De uitspraak is uitgesproken in het openbaar en bekendgemaakt op:
Informatie over hoger beroep
Een partij die het niet eens is met deze uitspraak, kan een hogerberoepschrift sturen naar de Afdeling bestuursrechtspraak van de Raad van State waarin wordt uitgelegd waarom deze partij het niet eens is met de uitspraak. Het hogerberoepschrift moet worden ingediend binnen 1 week na de dag waarop deze uitspraak is verzonden. Kan de indiener de behandeling van het hoger beroep niet afwachten, omdat de zaak spoed heeft, dan kan de indiener de voorzieningenrechter van de Afdeling bestuursrechtspraak van de Raad van State vragen om een voorlopige voorziening (een tijdelijke maatregel) te treffen.

Voetnoten

1.Zaaknummer NL24.13798.
2.Dit staat ook in artikel 30, eerste lid, van de Vreemdelingenwet 2000.
3.De rechtbank ziet steun voor haar oordeel in de uitspraak ABRvS 23 november 2023, ECLI:NL:RVS:2023:4348.
4.Zie het verslag van het aanmeldgehoor van 25 november 2023, p. 4.
5.Eiser wijst ter onderbouwing op de overgelegde verklaring van verklaring van de voogd van [naam] van zijn minderjarige zusje.

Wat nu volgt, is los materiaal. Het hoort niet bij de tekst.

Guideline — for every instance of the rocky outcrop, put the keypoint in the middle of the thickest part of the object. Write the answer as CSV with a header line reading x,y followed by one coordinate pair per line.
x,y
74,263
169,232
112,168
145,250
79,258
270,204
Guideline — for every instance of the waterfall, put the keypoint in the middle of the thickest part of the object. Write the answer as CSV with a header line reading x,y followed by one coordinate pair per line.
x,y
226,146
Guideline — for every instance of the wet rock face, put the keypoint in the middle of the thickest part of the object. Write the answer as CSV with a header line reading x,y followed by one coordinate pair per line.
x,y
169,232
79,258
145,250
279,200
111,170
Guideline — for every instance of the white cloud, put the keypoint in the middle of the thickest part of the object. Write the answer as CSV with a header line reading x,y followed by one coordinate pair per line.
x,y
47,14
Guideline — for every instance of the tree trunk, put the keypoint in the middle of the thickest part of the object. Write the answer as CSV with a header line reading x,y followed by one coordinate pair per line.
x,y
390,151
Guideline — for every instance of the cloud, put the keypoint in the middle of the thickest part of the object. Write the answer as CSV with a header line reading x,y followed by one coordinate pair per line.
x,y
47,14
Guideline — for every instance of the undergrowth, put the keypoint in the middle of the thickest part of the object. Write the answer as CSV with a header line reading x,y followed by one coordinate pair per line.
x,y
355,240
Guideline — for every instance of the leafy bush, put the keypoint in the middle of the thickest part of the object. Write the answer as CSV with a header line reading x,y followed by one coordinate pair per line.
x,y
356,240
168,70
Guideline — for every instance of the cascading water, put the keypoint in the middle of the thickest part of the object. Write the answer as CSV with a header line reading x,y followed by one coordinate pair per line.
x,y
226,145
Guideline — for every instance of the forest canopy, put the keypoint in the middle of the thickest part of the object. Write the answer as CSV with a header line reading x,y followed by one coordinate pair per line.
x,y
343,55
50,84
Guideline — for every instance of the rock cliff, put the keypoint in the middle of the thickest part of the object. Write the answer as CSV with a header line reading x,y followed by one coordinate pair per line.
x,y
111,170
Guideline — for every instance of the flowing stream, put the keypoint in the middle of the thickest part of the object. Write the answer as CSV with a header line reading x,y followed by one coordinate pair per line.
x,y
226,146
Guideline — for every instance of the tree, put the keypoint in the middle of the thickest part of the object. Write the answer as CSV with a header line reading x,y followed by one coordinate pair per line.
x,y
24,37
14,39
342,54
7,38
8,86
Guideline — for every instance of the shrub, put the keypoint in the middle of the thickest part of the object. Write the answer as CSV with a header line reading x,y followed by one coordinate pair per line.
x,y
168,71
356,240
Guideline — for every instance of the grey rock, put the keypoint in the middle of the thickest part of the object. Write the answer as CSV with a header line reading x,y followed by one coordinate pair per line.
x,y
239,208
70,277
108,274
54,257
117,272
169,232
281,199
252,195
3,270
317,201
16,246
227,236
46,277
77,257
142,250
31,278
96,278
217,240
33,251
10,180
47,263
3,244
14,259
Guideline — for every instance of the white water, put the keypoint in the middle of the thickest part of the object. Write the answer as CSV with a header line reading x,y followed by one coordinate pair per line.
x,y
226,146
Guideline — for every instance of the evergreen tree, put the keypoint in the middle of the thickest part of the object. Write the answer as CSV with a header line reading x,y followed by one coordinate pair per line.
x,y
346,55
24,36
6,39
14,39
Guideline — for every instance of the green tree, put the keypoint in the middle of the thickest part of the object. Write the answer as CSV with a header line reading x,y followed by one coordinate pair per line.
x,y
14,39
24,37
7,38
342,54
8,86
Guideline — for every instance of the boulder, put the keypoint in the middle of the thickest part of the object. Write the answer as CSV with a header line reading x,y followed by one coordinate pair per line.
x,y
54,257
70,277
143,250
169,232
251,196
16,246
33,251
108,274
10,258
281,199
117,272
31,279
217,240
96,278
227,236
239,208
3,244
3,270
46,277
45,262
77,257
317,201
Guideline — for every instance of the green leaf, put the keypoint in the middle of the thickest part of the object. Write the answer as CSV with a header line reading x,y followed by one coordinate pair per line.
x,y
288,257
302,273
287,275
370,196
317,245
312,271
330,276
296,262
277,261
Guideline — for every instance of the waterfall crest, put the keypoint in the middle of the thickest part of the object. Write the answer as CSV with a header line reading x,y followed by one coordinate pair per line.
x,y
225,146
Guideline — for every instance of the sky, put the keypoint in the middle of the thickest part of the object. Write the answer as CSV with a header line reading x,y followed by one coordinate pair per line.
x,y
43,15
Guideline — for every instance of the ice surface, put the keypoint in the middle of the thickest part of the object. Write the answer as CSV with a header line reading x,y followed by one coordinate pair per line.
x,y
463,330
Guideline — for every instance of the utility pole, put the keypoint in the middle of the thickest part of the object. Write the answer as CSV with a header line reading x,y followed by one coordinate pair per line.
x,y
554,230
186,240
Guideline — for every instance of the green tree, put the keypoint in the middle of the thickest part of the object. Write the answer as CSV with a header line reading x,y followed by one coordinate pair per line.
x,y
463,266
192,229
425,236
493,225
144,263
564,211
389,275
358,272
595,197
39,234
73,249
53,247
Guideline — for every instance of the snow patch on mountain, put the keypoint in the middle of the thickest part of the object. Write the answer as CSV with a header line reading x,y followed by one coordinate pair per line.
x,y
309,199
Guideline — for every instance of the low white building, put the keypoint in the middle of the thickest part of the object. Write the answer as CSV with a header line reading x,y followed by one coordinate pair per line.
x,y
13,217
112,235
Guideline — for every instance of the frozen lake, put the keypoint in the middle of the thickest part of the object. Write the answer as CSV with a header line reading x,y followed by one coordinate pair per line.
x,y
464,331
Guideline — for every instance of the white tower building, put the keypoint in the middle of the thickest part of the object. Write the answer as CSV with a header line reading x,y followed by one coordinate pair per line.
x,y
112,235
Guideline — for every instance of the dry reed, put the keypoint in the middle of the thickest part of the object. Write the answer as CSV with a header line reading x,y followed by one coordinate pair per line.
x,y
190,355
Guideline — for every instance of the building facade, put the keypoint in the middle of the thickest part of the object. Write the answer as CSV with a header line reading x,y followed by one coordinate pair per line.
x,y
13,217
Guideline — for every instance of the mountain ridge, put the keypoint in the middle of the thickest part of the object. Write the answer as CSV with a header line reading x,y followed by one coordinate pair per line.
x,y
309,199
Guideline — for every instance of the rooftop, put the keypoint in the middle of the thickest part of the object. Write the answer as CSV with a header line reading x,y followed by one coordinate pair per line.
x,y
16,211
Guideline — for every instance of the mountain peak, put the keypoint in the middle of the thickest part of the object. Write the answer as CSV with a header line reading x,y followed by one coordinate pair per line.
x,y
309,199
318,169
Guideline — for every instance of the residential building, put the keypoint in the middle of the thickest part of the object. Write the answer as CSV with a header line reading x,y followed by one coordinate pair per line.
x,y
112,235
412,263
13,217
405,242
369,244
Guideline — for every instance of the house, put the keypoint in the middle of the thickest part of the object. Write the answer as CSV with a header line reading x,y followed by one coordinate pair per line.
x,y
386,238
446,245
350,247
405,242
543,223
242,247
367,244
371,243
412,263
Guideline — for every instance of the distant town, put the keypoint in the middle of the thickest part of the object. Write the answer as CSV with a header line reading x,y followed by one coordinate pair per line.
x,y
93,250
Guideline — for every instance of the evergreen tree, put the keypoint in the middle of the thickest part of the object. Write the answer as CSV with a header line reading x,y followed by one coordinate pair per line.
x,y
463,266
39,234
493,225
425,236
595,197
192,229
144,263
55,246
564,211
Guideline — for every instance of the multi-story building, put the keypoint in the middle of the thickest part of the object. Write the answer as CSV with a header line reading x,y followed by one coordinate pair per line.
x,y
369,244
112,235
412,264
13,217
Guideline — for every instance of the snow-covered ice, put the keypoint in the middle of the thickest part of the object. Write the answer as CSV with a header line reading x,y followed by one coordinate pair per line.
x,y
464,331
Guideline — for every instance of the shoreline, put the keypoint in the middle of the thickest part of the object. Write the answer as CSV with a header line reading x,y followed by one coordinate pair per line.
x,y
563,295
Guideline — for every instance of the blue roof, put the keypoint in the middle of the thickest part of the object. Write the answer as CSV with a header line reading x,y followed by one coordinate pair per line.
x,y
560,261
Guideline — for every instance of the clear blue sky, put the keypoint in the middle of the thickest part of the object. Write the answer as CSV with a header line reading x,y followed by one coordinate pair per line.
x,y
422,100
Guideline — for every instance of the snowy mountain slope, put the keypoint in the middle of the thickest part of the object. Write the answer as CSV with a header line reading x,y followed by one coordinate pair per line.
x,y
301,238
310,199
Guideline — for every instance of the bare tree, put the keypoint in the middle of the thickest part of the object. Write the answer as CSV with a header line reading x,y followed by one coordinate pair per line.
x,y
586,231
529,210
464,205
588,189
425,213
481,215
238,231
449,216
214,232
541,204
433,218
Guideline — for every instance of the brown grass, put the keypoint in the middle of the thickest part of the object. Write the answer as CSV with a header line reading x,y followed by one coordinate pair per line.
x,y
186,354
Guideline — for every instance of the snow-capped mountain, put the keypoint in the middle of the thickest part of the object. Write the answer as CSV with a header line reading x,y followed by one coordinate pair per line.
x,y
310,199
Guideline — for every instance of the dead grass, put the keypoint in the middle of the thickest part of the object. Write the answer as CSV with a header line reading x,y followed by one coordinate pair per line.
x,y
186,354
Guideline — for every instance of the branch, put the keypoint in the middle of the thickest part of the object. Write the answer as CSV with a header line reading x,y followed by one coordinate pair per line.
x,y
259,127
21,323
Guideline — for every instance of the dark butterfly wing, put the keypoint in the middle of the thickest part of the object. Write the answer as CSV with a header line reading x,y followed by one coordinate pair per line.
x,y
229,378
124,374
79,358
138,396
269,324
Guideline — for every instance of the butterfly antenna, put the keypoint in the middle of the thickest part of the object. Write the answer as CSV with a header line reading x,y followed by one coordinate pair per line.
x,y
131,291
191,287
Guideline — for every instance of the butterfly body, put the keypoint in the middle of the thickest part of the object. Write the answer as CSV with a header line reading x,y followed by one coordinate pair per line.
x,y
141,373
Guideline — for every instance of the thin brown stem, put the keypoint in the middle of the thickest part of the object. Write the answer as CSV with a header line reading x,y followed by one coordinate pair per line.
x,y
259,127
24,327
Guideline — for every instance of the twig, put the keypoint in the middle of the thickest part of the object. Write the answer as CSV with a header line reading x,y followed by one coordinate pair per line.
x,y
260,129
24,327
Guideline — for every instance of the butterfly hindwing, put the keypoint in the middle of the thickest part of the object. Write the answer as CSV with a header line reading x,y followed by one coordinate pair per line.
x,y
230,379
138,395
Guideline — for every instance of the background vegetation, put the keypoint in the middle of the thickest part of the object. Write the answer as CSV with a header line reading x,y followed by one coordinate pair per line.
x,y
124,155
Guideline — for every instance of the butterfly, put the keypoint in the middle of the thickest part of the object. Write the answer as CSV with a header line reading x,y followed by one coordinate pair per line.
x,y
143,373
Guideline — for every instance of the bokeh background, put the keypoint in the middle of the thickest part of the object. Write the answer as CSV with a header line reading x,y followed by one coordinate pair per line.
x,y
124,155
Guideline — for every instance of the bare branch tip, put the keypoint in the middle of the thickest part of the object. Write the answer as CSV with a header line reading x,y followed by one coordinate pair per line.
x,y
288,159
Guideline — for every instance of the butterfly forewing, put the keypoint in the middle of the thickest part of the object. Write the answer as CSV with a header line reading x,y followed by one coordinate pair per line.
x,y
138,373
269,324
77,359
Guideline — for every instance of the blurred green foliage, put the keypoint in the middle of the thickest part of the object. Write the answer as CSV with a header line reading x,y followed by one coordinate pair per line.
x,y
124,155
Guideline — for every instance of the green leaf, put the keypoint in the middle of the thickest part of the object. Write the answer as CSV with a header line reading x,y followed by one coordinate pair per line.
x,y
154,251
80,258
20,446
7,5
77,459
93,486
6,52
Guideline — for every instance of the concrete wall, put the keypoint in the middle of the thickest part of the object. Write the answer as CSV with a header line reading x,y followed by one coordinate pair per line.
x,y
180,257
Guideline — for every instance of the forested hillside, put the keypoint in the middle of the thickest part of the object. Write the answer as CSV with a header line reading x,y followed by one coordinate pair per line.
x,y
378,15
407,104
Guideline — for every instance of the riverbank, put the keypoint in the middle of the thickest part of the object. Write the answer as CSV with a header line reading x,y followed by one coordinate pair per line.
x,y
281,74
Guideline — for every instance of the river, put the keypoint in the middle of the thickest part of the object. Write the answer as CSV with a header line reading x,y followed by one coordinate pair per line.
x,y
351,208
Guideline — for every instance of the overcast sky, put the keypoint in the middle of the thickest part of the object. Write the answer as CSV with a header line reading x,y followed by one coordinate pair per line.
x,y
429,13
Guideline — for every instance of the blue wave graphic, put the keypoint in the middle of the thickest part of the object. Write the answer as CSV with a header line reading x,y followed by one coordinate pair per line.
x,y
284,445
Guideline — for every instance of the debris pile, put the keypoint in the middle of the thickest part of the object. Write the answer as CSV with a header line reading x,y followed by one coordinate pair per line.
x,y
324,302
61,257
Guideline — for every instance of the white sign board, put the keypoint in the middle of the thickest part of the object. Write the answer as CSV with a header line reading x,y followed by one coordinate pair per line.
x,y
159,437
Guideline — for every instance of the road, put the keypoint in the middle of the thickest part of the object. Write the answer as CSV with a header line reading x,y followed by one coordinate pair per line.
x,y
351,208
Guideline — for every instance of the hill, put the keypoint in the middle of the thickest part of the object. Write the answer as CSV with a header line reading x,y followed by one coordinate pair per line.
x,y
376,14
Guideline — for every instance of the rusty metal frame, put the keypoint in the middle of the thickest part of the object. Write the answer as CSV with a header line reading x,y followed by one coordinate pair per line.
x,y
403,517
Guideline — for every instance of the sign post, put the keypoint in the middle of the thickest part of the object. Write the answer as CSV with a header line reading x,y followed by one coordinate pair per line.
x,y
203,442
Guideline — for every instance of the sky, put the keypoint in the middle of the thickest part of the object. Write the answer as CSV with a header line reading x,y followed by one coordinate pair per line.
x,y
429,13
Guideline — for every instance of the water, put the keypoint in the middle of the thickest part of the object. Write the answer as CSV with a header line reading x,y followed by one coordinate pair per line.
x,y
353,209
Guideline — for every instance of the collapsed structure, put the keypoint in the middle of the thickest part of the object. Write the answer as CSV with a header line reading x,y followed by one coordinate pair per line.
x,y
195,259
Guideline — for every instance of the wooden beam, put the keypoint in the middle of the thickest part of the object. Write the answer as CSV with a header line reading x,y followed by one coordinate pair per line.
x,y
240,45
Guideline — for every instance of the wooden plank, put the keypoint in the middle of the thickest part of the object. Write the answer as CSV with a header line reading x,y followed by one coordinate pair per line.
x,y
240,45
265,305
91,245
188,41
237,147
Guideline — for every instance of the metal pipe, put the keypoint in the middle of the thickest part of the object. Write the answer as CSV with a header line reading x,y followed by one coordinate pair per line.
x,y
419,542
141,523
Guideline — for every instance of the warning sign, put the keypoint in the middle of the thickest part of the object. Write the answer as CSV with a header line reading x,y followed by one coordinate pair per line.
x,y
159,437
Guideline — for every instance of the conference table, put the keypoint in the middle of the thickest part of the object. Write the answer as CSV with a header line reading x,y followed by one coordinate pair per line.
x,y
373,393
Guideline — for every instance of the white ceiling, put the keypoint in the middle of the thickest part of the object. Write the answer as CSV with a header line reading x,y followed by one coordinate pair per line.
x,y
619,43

6.Eiser wijst ter onderbouwing op Rb. Den Haag (zp Haarlem) 3 september 2020, ECLI:NL:RBDHA:2020:8698 en Rb. Den Haag (zp Den Bosch) 14 september 2021, ECLI:NL:RBDHA:2021:10025.
7.Eiser wijst ter onderbouwing op paragraaf C2/5 van de Vreemdelingencirculaire 2000.
8.Eiser wijst op artikel 6 van de Dublinverordening.
9.ABRvS 9 mei 2016, ECLI:NL:RVS:2016:1364.
10.Paragraaf C2/5 van de Vreemdelingencirculaire 2000.
11.Dit volgt uit artikel 6, eerste lid, van de Dublinverordening.
12.Zie ook het Informatiebericht (IB) 2022/77.
13.De rechtbank ziet steun voor haar oordeel in de uitspraak Rb. Den Haag (zp Arnhem) 16 februari 2024, ECLI:NL:RBDHA:2024:1857.